They must have some rabbit in them, right?
I watched the Derby on television. Before that, though, I was wandering around FanFest in downtown Kansas City and happened across the Rawlings guys, selling baseballs. Lest they suspect that I'm some sort of muckraking journalist like that guy in the last season of The Wire, I stuff my credential in my back pocket, walk up to a fellow behind a table and say ...
"Say, do you guys supply special baseballs for the Home Run Derby? You know, that go farther?
"Nope," the fellow said, "they're exactly the same balls."
But why wouldn't they use special livelier baseballs in the Home Run Derby? What would it hurt?
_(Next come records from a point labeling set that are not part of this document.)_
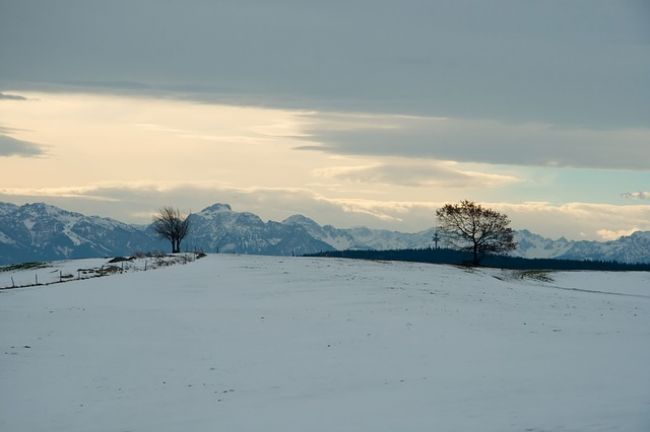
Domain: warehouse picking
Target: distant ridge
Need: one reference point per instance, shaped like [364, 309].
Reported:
[41, 232]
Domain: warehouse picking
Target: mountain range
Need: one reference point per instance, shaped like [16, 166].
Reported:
[40, 232]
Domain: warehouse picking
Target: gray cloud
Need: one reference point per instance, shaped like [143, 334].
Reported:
[14, 147]
[7, 96]
[636, 195]
[417, 174]
[136, 203]
[584, 62]
[482, 141]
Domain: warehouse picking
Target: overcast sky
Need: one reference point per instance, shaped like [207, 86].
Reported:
[366, 112]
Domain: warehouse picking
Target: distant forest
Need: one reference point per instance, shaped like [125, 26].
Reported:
[456, 257]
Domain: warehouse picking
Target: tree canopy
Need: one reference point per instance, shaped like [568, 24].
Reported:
[171, 225]
[469, 226]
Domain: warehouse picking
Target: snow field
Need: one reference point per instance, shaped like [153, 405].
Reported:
[249, 343]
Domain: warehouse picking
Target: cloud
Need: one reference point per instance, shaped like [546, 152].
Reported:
[417, 174]
[134, 202]
[6, 96]
[478, 140]
[467, 59]
[636, 195]
[14, 147]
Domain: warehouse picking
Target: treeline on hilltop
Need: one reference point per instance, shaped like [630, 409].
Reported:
[456, 257]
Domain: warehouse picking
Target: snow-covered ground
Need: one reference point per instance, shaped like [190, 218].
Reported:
[68, 270]
[248, 343]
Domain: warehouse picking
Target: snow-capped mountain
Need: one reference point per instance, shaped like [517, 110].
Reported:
[35, 232]
[219, 229]
[362, 237]
[44, 232]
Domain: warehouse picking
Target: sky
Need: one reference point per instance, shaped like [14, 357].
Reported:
[353, 113]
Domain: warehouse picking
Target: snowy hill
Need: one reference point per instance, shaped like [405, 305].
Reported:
[219, 229]
[43, 232]
[251, 343]
[36, 232]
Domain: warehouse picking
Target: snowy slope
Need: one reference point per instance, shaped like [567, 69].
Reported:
[219, 229]
[361, 238]
[250, 343]
[35, 232]
[43, 232]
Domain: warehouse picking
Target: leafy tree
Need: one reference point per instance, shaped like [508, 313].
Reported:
[169, 224]
[469, 226]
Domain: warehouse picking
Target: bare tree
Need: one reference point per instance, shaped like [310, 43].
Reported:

"It's just not worth it to us to make that few balls, special. The NCAA's asked us to do it for their home-run derby, and we said no. Anyway, the only way to make the ball go farther would be to wind the yarn tighter, and if we do that it won't meet the specs."
There was more, and I'm paraphrasing from memory because if I'd pulled out my notebook ... well, he would have known I'm a muckraking journalist. I so wanted someone to tell me the balls are juiced.
And maybe they were, once. But I believe they're not, now. Especially after a Home Run Derby in which the distance was immediately posted for every home run, and none traveled even 500 feet. Which, considering the speed at which the pitches were coming in, seems just about right.